13. Thirdly, This opinion is destitute of spiritual reason, yea, is contrary unto it. The design of God to glorify himself in the creation and the law or covenant of it, and his design of the same end in a way of grace, are distinct; yea, they are so distinct as, with reference unto the same persons and times, to be inconsistent. This our apostle manifests in the instance of justification and salvation by works and grace:
“If it be by grace, then it is no more of works: otherwise grace is no more grace. But if it be of works, then it is no more grace: otherwise work is no more work,” Romans 11:6.
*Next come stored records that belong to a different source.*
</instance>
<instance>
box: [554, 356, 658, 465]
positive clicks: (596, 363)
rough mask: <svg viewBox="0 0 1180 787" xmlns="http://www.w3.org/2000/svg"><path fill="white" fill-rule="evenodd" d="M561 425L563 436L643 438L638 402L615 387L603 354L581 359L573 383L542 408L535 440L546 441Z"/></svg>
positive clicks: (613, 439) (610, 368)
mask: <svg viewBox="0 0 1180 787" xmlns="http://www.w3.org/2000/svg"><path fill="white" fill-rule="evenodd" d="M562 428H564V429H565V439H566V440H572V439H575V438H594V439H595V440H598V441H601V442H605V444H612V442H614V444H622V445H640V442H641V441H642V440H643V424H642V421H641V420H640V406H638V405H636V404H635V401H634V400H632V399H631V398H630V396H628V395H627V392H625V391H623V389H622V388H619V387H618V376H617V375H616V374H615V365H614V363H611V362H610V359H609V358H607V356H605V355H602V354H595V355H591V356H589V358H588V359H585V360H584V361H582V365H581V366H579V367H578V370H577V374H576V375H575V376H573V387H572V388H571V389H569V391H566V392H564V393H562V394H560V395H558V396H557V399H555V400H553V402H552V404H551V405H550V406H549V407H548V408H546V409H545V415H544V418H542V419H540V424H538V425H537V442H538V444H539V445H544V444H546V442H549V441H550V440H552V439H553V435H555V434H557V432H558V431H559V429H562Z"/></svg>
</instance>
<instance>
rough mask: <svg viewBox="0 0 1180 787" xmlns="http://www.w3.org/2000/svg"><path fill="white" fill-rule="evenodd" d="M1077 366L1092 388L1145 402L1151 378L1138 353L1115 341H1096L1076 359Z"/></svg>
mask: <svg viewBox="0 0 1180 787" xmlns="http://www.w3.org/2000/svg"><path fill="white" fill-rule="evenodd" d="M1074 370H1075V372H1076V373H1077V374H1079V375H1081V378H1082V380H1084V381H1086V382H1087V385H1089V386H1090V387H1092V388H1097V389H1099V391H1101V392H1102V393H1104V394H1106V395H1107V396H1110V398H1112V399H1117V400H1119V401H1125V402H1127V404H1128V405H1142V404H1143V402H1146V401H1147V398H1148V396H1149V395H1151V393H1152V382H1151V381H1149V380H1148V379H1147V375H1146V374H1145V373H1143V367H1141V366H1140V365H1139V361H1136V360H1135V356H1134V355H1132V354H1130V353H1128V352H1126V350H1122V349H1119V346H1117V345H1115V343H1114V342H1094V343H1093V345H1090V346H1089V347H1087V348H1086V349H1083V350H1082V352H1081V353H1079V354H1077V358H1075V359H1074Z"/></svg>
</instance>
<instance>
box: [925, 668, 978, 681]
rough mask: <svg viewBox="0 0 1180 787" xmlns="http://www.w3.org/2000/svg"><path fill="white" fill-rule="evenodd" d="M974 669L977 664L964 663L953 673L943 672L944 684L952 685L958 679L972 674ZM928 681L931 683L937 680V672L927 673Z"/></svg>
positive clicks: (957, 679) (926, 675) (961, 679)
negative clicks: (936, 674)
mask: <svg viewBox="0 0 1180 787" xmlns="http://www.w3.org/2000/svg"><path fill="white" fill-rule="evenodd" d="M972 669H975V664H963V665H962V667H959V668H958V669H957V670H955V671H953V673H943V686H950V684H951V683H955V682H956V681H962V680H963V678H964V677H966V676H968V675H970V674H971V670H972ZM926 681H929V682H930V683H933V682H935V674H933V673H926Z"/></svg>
It is impossible that the same man should be justified by works and grace too. Wherefore God, in infinite wisdom, brought the first design, and all the effects of it, into a subordination unto the later; and so he decreed to do from eternity. There being, by the entrance of sin, an aberration in the whole creation from that proper end whereunto it was suited at first, it pleased God to reduce the whole into a subserviency unto the design of his wisdom and holiness in a way of grace; for his purpose was to reconcile and gather all things into a new head in his Son, Jesus Christ, Ephesians 1:10; Hebrews 1:3, 2:7, 8. Now, according to this opinion, the incarnation of the Son of God belonged originally unto the law of creation, and the design of the glory of God therein. And if this were so, it must, with the whole old creation and all that belonged thereunto, be brought into a subordination and subserviency unto the succedaneous design of the wisdom of God to glorify himself in a way of grace. But this is not so, seeing itself is the fundamental and principal part of that design. “Known,” indeed, “unto God are all his works from the beginning.” Therefore, this great projection of the incarnation of his Son lying in the counsel of his will from eternity, he did, in wisdom infinite and holy, order all the concernments of the creation so as they might be disposed into an orderly subjection unto his Son incarnate. So that although I deny that any thing was then instituted as a type to represent him, — because his coming into the world in our flesh belonged not unto that estate, — yet I grant things to have been so ordered as that, in the retrieval of all into a new frame by Jesus Christ, there were many things in the works of God in the old creation that were natural types, or things meet to represent much of this unto us. So Christ himself is called the “second Adam,” and compared to the “tree of life,” whereof we have discoursed in our exposition on the first chapter.